それに、連動するように、首都圏の中古マンションの契約数も減少している。こちらは、2013年晩秋あたりがピークで減少し始め、2014年4月以降は前年同月比マイナスとなっている。
この傾向はしばらく続くと予想される。高い値段が続き、価格調整期に入ったと言っていいだろう。中古マンションでは、価格改定(値下げ)する物件も出始めている。こうして価格がこなれてくると、再び契約数が増えてくるだろう。年度末あたりがその時期だろうか。

デザートを食べにくる?

彼女は、「エリオットオイスターハウス」という海が見えるシーフードレストランを予約していた。
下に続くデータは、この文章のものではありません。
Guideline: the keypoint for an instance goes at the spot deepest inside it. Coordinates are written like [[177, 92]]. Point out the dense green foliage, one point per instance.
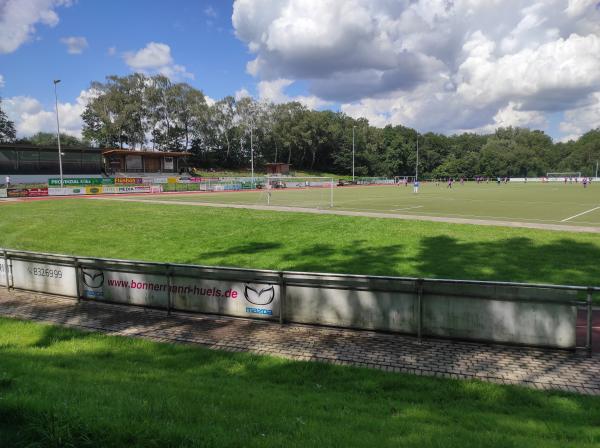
[[177, 116], [142, 111], [7, 127], [49, 139], [299, 241], [65, 388]]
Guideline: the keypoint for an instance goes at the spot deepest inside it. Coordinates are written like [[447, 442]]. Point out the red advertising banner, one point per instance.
[[27, 192], [36, 192], [129, 180]]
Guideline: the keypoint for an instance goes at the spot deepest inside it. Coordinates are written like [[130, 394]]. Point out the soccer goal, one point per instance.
[[562, 176], [311, 192], [404, 179]]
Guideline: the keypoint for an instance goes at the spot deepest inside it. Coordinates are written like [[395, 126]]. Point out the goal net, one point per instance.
[[309, 192], [404, 179], [562, 176]]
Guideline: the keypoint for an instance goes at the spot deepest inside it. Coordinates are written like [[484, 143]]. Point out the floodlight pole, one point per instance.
[[417, 166], [56, 81], [353, 127], [252, 152]]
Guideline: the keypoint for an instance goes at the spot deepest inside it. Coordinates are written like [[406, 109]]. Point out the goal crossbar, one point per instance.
[[300, 182]]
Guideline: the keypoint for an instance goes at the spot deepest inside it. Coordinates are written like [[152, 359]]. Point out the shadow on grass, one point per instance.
[[151, 394], [563, 261]]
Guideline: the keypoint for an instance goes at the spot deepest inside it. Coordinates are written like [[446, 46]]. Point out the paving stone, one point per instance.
[[531, 367]]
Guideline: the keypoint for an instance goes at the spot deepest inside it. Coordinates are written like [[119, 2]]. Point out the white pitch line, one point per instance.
[[579, 214], [406, 208]]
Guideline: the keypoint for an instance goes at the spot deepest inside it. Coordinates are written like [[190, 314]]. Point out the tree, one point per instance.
[[8, 133]]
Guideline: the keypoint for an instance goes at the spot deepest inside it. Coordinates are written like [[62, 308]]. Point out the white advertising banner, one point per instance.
[[187, 294], [67, 191], [44, 277], [128, 189]]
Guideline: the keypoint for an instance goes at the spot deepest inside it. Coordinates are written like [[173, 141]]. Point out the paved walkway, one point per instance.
[[390, 215], [538, 368]]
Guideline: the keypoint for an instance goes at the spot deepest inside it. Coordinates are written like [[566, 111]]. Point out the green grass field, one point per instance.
[[551, 203], [299, 241], [65, 388]]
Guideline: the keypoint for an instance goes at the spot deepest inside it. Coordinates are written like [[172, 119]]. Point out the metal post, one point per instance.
[[6, 270], [353, 127], [331, 194], [420, 309], [282, 294], [252, 153], [56, 81], [589, 323], [77, 277], [417, 166]]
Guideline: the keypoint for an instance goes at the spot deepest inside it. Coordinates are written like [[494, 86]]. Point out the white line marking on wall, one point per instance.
[[579, 214]]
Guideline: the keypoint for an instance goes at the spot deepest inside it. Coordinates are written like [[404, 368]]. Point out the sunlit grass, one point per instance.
[[61, 387]]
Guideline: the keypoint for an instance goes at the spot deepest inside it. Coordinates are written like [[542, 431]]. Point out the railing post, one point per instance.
[[169, 287], [6, 268], [77, 279], [282, 294], [589, 323], [420, 309]]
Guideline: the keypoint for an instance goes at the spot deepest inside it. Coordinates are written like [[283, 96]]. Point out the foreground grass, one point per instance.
[[303, 242], [61, 387]]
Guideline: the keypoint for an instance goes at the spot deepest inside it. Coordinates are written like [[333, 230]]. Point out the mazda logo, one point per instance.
[[262, 297], [92, 278]]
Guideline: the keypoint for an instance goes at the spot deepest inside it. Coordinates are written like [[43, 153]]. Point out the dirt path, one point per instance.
[[480, 222]]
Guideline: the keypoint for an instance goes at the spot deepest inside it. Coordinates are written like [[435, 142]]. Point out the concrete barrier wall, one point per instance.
[[539, 315]]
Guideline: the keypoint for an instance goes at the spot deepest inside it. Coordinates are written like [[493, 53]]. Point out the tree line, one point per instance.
[[139, 111]]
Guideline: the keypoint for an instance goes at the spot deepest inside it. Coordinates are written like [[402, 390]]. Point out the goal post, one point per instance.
[[575, 174], [300, 191]]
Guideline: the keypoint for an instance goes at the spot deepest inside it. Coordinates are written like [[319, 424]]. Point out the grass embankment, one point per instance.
[[61, 387], [296, 241]]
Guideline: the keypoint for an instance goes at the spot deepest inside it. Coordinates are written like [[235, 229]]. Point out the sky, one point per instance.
[[435, 65]]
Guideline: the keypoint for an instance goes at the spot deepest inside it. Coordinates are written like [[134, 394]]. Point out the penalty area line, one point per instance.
[[406, 208], [579, 214]]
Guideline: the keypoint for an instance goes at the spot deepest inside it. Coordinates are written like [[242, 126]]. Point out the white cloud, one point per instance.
[[156, 57], [434, 64], [75, 44], [578, 121], [274, 92], [210, 101], [242, 93], [31, 117], [210, 11], [18, 19]]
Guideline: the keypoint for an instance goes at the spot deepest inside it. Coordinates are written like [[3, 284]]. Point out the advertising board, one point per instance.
[[94, 190], [67, 191], [44, 277], [204, 295], [79, 181], [128, 189], [128, 180]]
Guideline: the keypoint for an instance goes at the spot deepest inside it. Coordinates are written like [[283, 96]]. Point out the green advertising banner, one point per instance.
[[81, 181]]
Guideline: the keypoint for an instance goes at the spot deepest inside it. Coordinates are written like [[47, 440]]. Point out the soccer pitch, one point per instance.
[[549, 203]]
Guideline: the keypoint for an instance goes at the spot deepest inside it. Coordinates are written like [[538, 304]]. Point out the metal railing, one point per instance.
[[420, 287]]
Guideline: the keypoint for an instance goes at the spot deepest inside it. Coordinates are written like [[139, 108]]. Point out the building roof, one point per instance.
[[127, 152]]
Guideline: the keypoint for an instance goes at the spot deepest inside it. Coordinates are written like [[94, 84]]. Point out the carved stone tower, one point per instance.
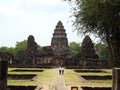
[[59, 43]]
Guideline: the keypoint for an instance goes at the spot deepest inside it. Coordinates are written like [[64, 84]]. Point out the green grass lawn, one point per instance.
[[71, 77], [44, 77]]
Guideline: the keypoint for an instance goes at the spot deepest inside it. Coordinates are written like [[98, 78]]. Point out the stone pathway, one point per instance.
[[58, 83]]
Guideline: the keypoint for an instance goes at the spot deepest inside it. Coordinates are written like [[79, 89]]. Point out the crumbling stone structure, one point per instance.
[[59, 44], [31, 52], [58, 53]]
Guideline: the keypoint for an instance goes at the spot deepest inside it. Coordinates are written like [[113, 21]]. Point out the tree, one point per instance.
[[102, 50], [20, 49], [101, 17], [75, 48]]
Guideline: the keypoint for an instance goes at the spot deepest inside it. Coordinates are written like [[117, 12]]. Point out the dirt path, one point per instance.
[[58, 83]]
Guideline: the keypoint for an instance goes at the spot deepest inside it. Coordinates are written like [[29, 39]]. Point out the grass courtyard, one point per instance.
[[71, 77]]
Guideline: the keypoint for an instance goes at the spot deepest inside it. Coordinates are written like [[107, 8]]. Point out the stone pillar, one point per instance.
[[3, 74], [116, 79]]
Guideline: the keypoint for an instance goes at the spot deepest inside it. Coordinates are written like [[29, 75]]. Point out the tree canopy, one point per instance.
[[101, 17]]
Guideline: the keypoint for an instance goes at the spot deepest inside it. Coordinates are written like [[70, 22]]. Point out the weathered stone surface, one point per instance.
[[87, 49], [59, 44], [32, 50]]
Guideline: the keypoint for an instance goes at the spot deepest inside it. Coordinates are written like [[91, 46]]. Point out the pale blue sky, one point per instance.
[[21, 18]]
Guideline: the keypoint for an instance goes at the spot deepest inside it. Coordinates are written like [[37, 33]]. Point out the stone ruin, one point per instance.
[[58, 54], [87, 49], [31, 52], [59, 44]]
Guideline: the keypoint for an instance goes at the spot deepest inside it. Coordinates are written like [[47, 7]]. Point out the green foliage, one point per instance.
[[20, 49], [75, 48], [100, 17], [103, 51]]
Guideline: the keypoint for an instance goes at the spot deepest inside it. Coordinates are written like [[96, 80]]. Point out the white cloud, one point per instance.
[[11, 10], [47, 2]]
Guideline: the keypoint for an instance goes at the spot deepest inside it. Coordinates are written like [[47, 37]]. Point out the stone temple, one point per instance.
[[54, 55], [58, 53]]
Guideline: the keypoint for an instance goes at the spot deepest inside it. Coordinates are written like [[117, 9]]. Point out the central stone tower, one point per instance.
[[59, 44]]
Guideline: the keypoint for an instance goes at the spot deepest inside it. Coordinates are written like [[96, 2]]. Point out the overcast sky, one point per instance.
[[21, 18]]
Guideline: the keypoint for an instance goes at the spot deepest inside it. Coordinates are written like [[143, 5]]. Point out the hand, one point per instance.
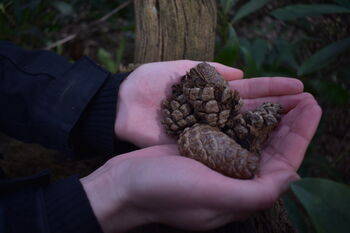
[[157, 185], [140, 95]]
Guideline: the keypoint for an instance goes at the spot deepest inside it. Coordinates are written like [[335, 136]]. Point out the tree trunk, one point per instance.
[[185, 29], [174, 29]]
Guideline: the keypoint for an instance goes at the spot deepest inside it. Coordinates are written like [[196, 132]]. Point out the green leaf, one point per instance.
[[295, 214], [249, 7], [326, 202], [300, 10], [259, 50], [324, 56], [336, 94], [64, 8], [230, 51], [286, 53], [106, 60]]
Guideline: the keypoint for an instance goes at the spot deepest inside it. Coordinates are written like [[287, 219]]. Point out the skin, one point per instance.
[[156, 184]]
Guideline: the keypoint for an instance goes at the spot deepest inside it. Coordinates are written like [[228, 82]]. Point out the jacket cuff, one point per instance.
[[95, 131], [68, 208]]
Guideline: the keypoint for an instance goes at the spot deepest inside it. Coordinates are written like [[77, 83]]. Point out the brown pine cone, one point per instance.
[[218, 151], [212, 99], [177, 115], [252, 128], [201, 105]]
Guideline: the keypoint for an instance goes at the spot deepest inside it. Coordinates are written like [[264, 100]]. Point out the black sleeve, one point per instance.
[[32, 205], [47, 100], [70, 107]]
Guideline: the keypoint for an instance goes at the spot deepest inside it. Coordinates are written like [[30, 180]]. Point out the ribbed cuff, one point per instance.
[[68, 208], [95, 131]]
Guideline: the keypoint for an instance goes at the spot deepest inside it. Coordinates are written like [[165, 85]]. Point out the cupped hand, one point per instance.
[[157, 185], [140, 96]]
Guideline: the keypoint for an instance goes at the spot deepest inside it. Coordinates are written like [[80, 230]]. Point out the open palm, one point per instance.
[[140, 96], [178, 191]]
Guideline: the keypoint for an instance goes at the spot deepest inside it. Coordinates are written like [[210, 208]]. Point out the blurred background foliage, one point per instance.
[[308, 39]]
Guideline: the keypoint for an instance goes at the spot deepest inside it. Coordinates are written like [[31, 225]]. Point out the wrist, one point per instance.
[[107, 193]]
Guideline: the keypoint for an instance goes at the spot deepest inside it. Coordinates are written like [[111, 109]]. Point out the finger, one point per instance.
[[263, 87], [228, 73], [250, 195], [288, 102], [288, 145]]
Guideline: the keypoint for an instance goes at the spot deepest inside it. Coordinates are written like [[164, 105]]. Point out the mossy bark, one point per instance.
[[182, 29]]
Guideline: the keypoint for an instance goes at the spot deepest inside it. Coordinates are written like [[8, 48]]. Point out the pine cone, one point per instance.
[[212, 99], [218, 151], [201, 105], [252, 129], [178, 114]]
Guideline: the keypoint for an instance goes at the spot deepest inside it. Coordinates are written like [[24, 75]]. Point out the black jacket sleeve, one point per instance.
[[70, 107], [45, 99]]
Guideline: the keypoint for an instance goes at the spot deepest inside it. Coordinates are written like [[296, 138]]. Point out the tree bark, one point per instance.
[[185, 29], [174, 29]]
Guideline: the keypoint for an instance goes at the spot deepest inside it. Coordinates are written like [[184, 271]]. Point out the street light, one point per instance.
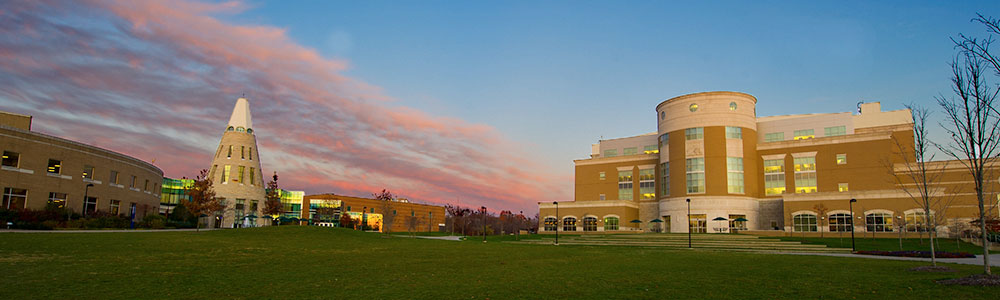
[[557, 221], [689, 222], [851, 204]]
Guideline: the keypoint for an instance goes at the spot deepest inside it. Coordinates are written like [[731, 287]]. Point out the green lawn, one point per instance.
[[311, 262]]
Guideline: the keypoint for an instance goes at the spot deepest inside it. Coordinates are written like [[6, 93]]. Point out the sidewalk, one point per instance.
[[994, 258]]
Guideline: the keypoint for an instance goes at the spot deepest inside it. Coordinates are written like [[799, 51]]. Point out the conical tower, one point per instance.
[[235, 172]]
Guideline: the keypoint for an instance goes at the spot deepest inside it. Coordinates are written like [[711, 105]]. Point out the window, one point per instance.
[[841, 223], [878, 222], [610, 223], [665, 179], [590, 224], [550, 224], [696, 223], [569, 224], [14, 198], [835, 131], [774, 176], [805, 175], [804, 223], [624, 185], [650, 149], [11, 159], [88, 172], [240, 174], [55, 166], [774, 137], [734, 168], [696, 133], [647, 184], [90, 206], [804, 134], [57, 200], [734, 132], [696, 175]]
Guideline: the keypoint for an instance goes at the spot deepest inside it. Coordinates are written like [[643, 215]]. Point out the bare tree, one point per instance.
[[972, 117]]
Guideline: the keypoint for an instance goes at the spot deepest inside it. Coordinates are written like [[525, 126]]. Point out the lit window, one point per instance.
[[696, 133], [835, 131], [647, 183], [804, 134], [625, 185], [11, 159], [695, 175], [55, 166], [774, 176], [774, 137], [734, 132], [734, 166]]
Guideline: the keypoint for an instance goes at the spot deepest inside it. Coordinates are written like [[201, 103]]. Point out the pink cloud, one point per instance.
[[156, 79]]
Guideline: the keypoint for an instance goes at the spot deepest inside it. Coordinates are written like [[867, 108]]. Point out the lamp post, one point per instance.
[[851, 204], [556, 203], [689, 222]]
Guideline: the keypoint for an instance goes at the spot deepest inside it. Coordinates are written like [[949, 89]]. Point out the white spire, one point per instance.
[[241, 114]]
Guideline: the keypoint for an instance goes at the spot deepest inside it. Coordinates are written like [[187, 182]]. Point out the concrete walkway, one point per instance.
[[994, 258]]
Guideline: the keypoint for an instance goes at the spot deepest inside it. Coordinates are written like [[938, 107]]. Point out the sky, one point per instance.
[[478, 103]]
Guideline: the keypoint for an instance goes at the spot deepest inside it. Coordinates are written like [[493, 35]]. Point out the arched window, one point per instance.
[[590, 224], [841, 223], [878, 222], [804, 223], [610, 223], [550, 224], [569, 224]]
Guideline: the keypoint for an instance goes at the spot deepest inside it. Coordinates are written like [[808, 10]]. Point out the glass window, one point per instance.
[[695, 175], [804, 223], [11, 159], [590, 224], [734, 132], [835, 131], [624, 185], [55, 166], [804, 134], [550, 224], [14, 198], [569, 224], [696, 133], [610, 223], [841, 223], [878, 222], [647, 184], [774, 137], [57, 200], [774, 176]]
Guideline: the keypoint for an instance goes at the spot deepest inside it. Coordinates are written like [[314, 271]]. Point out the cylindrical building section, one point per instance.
[[708, 150]]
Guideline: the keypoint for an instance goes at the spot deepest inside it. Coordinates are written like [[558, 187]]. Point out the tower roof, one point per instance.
[[241, 114]]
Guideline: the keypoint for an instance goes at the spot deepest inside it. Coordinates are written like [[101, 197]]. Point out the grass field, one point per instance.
[[312, 262]]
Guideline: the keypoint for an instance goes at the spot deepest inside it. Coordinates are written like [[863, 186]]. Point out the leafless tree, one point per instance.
[[971, 118]]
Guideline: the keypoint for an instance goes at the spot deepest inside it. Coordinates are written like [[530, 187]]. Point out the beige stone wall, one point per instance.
[[36, 149]]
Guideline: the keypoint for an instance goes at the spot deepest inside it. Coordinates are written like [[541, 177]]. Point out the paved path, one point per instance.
[[994, 258], [100, 231]]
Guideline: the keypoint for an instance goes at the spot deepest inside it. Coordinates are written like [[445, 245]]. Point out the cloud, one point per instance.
[[157, 80]]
氷いっぱいのウッドケースの中には、色んな種類の牡蠣が置かれている。味もいいが、値段もリーズナブルなので、白ワインを飲みながらダース単位で注文して、どんどん食べた。
「でも、急な転勤だな」。
「最近は女性でも、男性と同じように出世もするし、海外赴任もある時代よ。それに結婚してないから、会社も行かせやすかったんじゃない」。
「そうかー。あんなにモテていたのに結婚しなかったのは意外だなぁ。交際相手からは、結婚しようと言われただろ?」
「まぁ、そんなこといいじゃない。もう1本、ワイン飲もうよ」と言いながら、また同じシャルドネの白ワインを注文した。
あっという間に時間は過ぎていく。気が付けば、もういい時間だ。二人は店を出て歩き始めた。海からの風が冷たい。

「私の住まいを見ていく? 不動産の専門家ならシアトルの住宅事情に興味があるでしょ?」とおどけてみせた。「おいしいアップル&ジンジャーパイがあるから、デザートにどう?」と付け足した。
ボクは少し迷ったが、ひと呼吸おいて、「ちゃんとホテルを取っているからそっちに行くよ。あの頃みたいになったら困るだろ?」と笑った。

「あの頃、って何よ。どれだけ私がアプローチしても、何にもしてこなかったじゃない」。
「美味しいデザートは、いつまでも取っておきたい性分なんだよ。じゃ、またね」。

オレンジの街灯が綺麗に見えた。